Mechanism of Active Transport of Materials :
(i) The carrier protein has a binding site for ATP in addition to the binding site for the substrate. As the ATP molecule binds to the carrier protein, it is hydrolyzed to ADP.
(ii) The energy so set free brings the substrate binding site of the carrier protein to the surface of the membrane. The substrate present in the medium joins the carrier protein at substrate binding site to form carrier-substrate complex.
(iii) The substrate bond carrier protein undergoes conformational change and carries the substrate through a channel in it to the cytoplasmic side of the membrane.
(iv) Now, the form of binding site changes and the substrate is released. The carrier protein regains its original form and is ready to transport another molecule of substrate.
There are many active transport systems in the cell. Among these, sodium-potassium exchange pump is prominent. It maintains sodium and potassium gradients between cells and the surrounding extracellular fluid.
Importance of Active Transport
The Na K exchange pump plays following roles :
(i) It helps in maintaining a positive charge on the outside of the membrane and negative charge on the inside (resting potential),
(ii) It helps in nerve impulse conduction,
(iii) It helps in muscle contraction,
(iv) It helps in urine formation in kidney tubules,
(v) It helps in salt excretion in marine birds, and
(vi) It helps in controlling water contents of the cell.
Animal cells can also actively take in and turn out materials in masses much larger than in the hither to described processes by utilizing energy.

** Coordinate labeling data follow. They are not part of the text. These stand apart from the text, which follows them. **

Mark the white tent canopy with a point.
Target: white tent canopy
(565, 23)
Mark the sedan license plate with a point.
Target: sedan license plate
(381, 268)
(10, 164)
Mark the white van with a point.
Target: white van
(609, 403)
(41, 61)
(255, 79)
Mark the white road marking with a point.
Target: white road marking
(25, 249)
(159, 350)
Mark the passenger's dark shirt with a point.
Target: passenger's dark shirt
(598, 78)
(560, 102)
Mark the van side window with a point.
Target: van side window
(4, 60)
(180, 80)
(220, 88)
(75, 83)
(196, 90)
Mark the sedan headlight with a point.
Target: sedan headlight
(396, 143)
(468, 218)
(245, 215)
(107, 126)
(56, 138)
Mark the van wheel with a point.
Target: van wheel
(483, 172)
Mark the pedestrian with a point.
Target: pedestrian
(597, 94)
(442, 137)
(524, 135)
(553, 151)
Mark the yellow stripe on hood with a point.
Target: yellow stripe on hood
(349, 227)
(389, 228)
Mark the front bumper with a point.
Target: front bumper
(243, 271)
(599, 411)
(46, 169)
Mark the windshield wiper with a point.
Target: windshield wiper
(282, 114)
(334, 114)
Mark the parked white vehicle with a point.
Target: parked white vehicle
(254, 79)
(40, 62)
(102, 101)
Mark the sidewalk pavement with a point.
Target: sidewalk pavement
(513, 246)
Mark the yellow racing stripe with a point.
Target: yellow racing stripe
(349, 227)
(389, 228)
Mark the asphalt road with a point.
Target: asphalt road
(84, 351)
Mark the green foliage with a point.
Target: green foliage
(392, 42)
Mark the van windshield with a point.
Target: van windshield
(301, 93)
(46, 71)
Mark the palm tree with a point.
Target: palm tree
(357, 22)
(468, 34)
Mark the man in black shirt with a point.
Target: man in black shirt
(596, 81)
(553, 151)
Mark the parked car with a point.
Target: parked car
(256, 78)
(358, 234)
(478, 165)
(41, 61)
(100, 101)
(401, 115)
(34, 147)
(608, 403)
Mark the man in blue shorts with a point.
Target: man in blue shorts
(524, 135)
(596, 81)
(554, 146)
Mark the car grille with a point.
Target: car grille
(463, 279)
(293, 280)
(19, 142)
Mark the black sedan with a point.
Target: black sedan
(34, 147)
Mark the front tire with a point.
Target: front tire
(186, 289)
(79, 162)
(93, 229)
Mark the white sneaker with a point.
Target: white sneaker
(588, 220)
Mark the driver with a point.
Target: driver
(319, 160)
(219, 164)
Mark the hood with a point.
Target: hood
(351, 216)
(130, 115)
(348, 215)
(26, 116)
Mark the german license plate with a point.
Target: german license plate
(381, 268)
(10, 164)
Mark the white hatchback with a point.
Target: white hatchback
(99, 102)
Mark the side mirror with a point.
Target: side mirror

Such materials include macromolecules, lipid droplets and solid particles. Items of this size cannot cross the phospholipid bilayer by diffusion or with the help of transport proteins. Special processes are involved in the transport of such large quantities of materials.
These include endocytosis (phagocytosis) and exocytosis.
The term endocytosis refers to invagination of a small region of plasma membrane, and ultimately forming an intracellular membrane-bound vesicle. Endocytosis is not shown by plant cells because of their rigid cell wall and internal turgor pressure. Depending upon the intake of fluid droplet or solid particles, endocytosis is of two types :
The non-specific intake of a tiny droplet of extracellular fluid by a cell through the cell membrane which cannot otherwise pass through it. It is also, therefore, termed as cell drinking. It was first observed in Amoeba. In this process, a small region of plasma membrane invaginates and the fluid droplet passes into the pocket so formed. This pocket is called caveola. The pocket deepens and finally
nips off as a fluid-filled vacuole called pinosome or pinocytotic vesicle.
Phagocytosis is the intake of solid particles by a cell through cell membrane. It is also
called cell eating. Phagocytosis is the major feeding method in many unicellular organisms (e.g., Amoeba) and simple metazoa (e.g., sponges).